Judge: Well, the CAVC said his CUE claim back to 1950 has no merit and would never be granted but for the error. So how would that play out? It seems to me that your boss (VASEC) has made his feelings on this subject clear. A remand would almost guarantee a denial for Mr. Macklem. If the boss says “Here. Look at this again. You know I’m looking for a denial and I write your paycheck. Make it so, Number 1”.
Counsel: Your honor, we don’t know that. The CAVC is forcing us to accept a decision which was never final which isn’t legal. The Court only has jurisdiction over final BVA decisions.
Leroy’s law dog got his chance at the microphone and had a mouthful to regurgitate. He rightly reasoned that but for the error with the EAP fiasco, Leroy would be driving a Lamborghini right now. By sending him the preliminary decision, they had, in essence, agreed with his CUE theory. Mailing him a final decision and a monster check was just a formality. The RO had made its decision and it was a done deal. Reneging on that wouldn’t be according to legal Hoyle. Res judicata was raised as an affirmative defense and the judges sat and listened. The legal beagle cited to Shinseki v Sanders as the controlling precedent for the procedural error.
Last but not least we are treated to the real meat of the appeal. Leroy’s mouthpiece recited these three salient reasons why this should not come to pass and Leroy should be allowed to enjoy the ill-gotten fruits of his CUE filing:
1) It’s prejudicial. If VASEC takes this down to the raters at the VARO, you know what they’ll find. VASEC signs their check and they can see which way the legal wind is blowing. The twenty years and a golden parachute go out the window if they find in Leroy’s favor.
2) Remand is simply not needed. But for the EAP imbroglio, the decision would have gotten it’s third signature in due course; it would have been mailed, and we wouldn’t be here today having this discussion. In short, this has been decided and a new decision isn’t in order. The Court found error and the case is done.
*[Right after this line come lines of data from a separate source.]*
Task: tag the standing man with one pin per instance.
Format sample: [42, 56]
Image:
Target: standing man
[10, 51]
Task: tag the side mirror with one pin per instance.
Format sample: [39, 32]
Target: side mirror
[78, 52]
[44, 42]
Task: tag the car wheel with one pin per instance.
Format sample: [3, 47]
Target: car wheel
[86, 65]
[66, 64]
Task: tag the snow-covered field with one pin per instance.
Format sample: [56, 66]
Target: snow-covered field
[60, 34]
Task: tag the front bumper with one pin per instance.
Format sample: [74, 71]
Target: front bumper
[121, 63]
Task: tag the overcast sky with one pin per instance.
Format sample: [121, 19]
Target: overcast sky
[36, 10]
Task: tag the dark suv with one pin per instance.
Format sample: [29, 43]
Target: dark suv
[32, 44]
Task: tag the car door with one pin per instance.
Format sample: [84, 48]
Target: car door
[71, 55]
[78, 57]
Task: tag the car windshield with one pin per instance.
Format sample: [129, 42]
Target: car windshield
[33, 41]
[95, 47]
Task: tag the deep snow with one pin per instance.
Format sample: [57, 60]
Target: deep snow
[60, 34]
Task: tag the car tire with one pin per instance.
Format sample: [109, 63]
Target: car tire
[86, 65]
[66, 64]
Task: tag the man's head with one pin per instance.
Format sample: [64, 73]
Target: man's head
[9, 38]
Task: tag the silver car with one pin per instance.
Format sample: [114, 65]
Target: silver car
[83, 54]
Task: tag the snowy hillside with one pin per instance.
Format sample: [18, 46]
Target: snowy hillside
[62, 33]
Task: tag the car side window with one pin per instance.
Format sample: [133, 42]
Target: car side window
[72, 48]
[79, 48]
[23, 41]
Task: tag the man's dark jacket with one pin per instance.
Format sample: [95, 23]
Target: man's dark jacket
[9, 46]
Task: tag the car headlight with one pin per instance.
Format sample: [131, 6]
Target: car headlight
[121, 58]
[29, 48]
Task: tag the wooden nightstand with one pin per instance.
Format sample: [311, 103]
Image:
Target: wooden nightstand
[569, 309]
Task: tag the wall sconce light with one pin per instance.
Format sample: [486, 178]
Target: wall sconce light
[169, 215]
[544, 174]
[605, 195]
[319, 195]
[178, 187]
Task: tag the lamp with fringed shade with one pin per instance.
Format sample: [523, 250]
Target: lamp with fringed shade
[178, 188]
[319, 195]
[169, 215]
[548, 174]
3) Of real import to you and me, the lawyer enunciated that which we know to be true. Leroy is 88 years old. VA will drag their collective feet on this until he blows the canopy and punches out. We know the old saw about delay and deny-until we die. Well, the lawyer made that perfectly clear to the judges.
On rebuttal, the VA counsel tried her mightiest to dispel that scenario by saying “Gee, your honor. Look at it this way. His widow can take over his claim and if she wins, she’ll collect.
Since I have failed to renew my subscription to “Santa Knows All” and the “Tooth Fairy Chronicles”, I find myself bereft of faith that Leroy will get a fair shake. Apparently his law dog does, too. If his spouse fails to maintain her health, I suspect the VA would say the offspring of their union do not have a constitutional right to any accrued funds that may be due Leroy. This presupposes that anyone at the RO would have the audacity to cross swords with VASEC and grant the CUE.